Lição 4. Não é o governo estúpido que resolve a bronca é a sociedade

                 Este título parece brincadeira ou gozação. Se o governo que tem dinheiro não resolve, muito menos este ente etéreo chamada sociedade. Mas alguém disse que foi assim que outros países com secas resolveram a parada. O que foi feito, então?

                Criou-se uma instância de deliberação com membros da sociedade civil (sindicatos, federações, ong´s, universidades), governo (poucos representantes de cada esfera), localizou o tal órgão gestão na região afetada pela seca, não no litoral, passou-se a trabalhar de modo permanentemente e discutir e implementar ações pensando no bem-estar da sociedade afetada e daqueles que querem encarar os desafios. Eliminaram-se a mordomias, os falsos profetas, os aproveitadores e aí foi visto que os recursos começaram a ser melhor aplicados.

                O tal órgão, por incrível que pareça tem caráter permanente, acabou-se a seca e ele continuou os trabalhos, afinal, secas e campeonatos de futebol são um atrás do outro.
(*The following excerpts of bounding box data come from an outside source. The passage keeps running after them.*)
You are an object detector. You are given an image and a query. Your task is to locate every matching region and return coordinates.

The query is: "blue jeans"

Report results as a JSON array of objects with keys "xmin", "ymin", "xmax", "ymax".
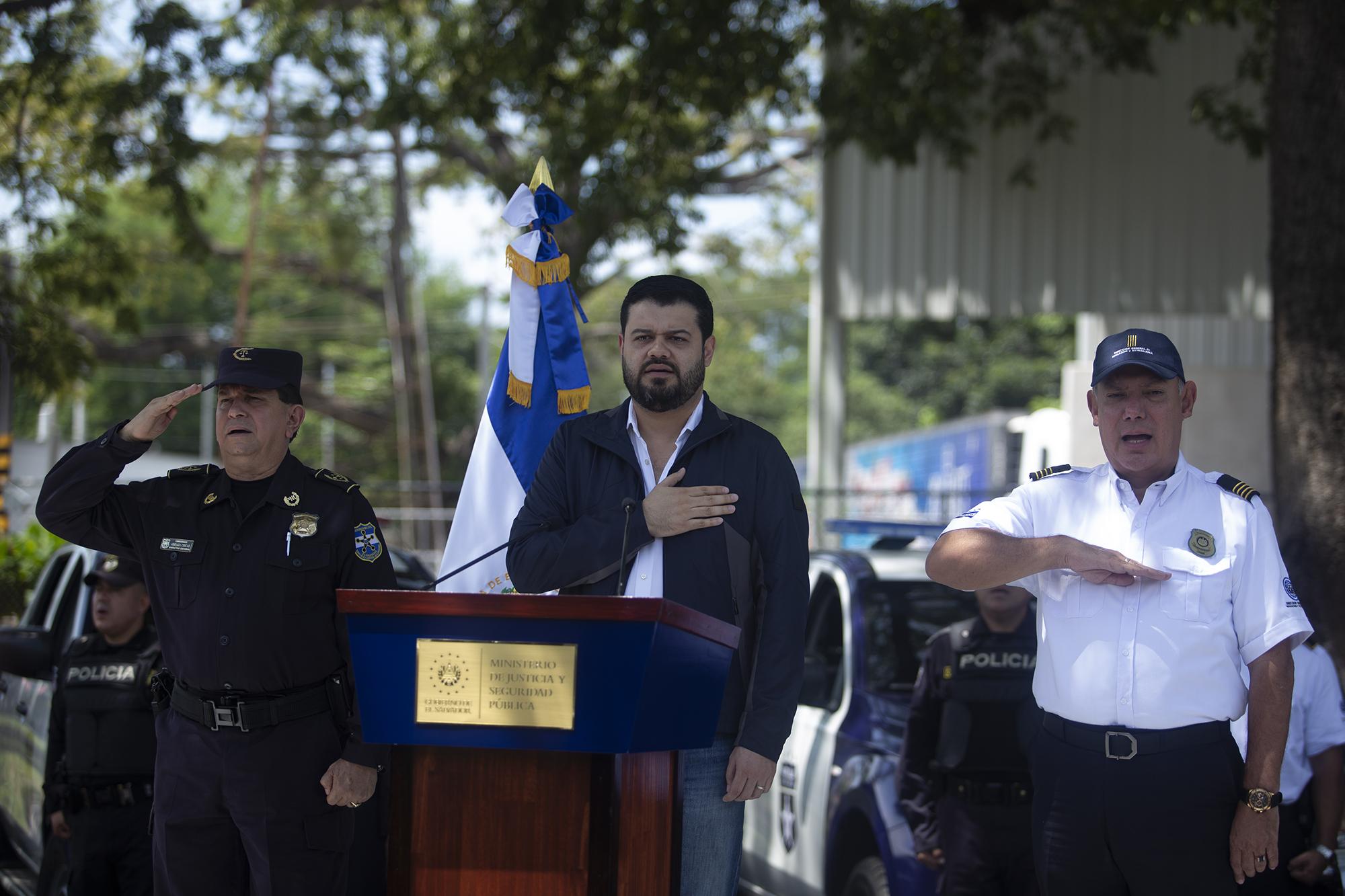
[{"xmin": 679, "ymin": 735, "xmax": 744, "ymax": 896}]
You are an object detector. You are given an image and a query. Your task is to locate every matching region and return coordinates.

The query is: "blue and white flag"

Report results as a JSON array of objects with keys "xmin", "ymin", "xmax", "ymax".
[{"xmin": 438, "ymin": 159, "xmax": 589, "ymax": 595}]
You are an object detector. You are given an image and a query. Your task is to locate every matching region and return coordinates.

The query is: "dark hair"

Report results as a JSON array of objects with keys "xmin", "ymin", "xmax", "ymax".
[
  {"xmin": 621, "ymin": 274, "xmax": 714, "ymax": 341},
  {"xmin": 276, "ymin": 382, "xmax": 304, "ymax": 441}
]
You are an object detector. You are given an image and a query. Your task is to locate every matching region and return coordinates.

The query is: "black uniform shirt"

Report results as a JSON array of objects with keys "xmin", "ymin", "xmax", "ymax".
[
  {"xmin": 44, "ymin": 626, "xmax": 160, "ymax": 815},
  {"xmin": 38, "ymin": 423, "xmax": 397, "ymax": 766},
  {"xmin": 897, "ymin": 611, "xmax": 1041, "ymax": 852}
]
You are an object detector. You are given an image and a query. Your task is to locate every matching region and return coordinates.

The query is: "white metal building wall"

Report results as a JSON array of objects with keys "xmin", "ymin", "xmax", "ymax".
[
  {"xmin": 823, "ymin": 27, "xmax": 1270, "ymax": 320},
  {"xmin": 807, "ymin": 27, "xmax": 1271, "ymax": 538}
]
Lição 5. Vamos tratar em nossa irmã inconveniente

                Lá vem ela. Fofoqueira, mal-educada, fala alto, cria confusão cm tudo, chega sem avisar, deixa todo mundo furioso, mas queira ou não é nossa irmã. A seca é nossa irmã e a certeza de que viveremos com ela sempre. Sendo assim, que se pare o ensaio e se inicie falar de modo sério.

                Quanto à gestão, que estabelecemos uma unidade de controle a gerir e ter acesso as informações de todos que têm suas responsabilidades individuais: previsão climática, gestão de calamidades, crédito, tecnologia e inovação, extensão rural e transferência de tecnologia, gestão de recursos hídricos, construindo um arcabouço de governança capaz de tratar o fenômeno seco como de importância estratégica para o Brasil, frequente, contínuo e determinante. Assim fazendo a Assembleia Legislativa de Pernambuco que encabeçou esta discussão com a ajuda do executivo e do judiciária poderá estar colaborando de modo marcante para, afinal, passarmos a encarar a situação de modo realista. Não há opções diferentes. Creiam todos.

 

Serra Talhada, 09 de dezembro de 2021

 

1.Geraldo Eugênio é   Professor Titular da UFRPE-UAST.